Tag Archives: Appliqué

A Redhead With A Leopard-Print Handbag

Colored glamorous shot of Lucille Ball and Arnaz standing.A true blast from the past has been lurking in the back of my brain lately, an episode of I Love Lucy© from December 17, 1955 titled: The Passports.

If by some strange turn of events you’ve never-ever seen this episode (perhaps you’ve been off-world on an exploratory trip to Alpha Centauri), this is the episode where, after finagling a tag-along trip to Europe with Ricky, Lucy finds that she doesn’t have the necessary documents to get a passport. In addition, she’s somehow misplaced the only blood relative who can vouch for her… her mother.

Long story short, after finding that there is no record of her birth in her home town, she goes through the motions of trying to find someone older than her, who knew her as a child.

Lucy locates Helen Ericson Sears Kaiser, the woman who babysat Lucy as a child, only to be stymied when Helen won’t admit her real age in front of her husband. With Helen explaining the situation to her husband in some truly irritating baby talk, all the while calling him ‘daddy’ (Ack! I’m sure I coughed up a hairball during that scene!), the story gets twisted around until Helen and her husband decide that, of course, Lucy was the babysitter, and Helen the child.

[Lucy Trivia: the leopard-print handbag in the photo above made appearances in several I Love Lucy© episodes.

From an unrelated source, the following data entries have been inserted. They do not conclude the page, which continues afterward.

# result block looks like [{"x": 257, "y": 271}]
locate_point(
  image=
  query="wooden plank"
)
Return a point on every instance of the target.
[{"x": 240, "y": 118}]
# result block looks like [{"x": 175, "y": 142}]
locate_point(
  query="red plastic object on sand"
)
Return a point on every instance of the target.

Sometimes it belonged to Lucy. Sometimes it belonged to Ethel. But I think that I would luv to have that handbag most of all.]

Determined to make the European tour by any means possible, Lucy decides to stowaway on board the ship in Fred and Ethel’s old vaudeville trunk – a trunk that had been purchased from a man with a seal act, ergo the handy air-hole for ventilation. Lucy tries the trunk on for size, and of course the trunk locks, and of course the key to the trunk is in the pocket of the skirt that Lucy is wearing.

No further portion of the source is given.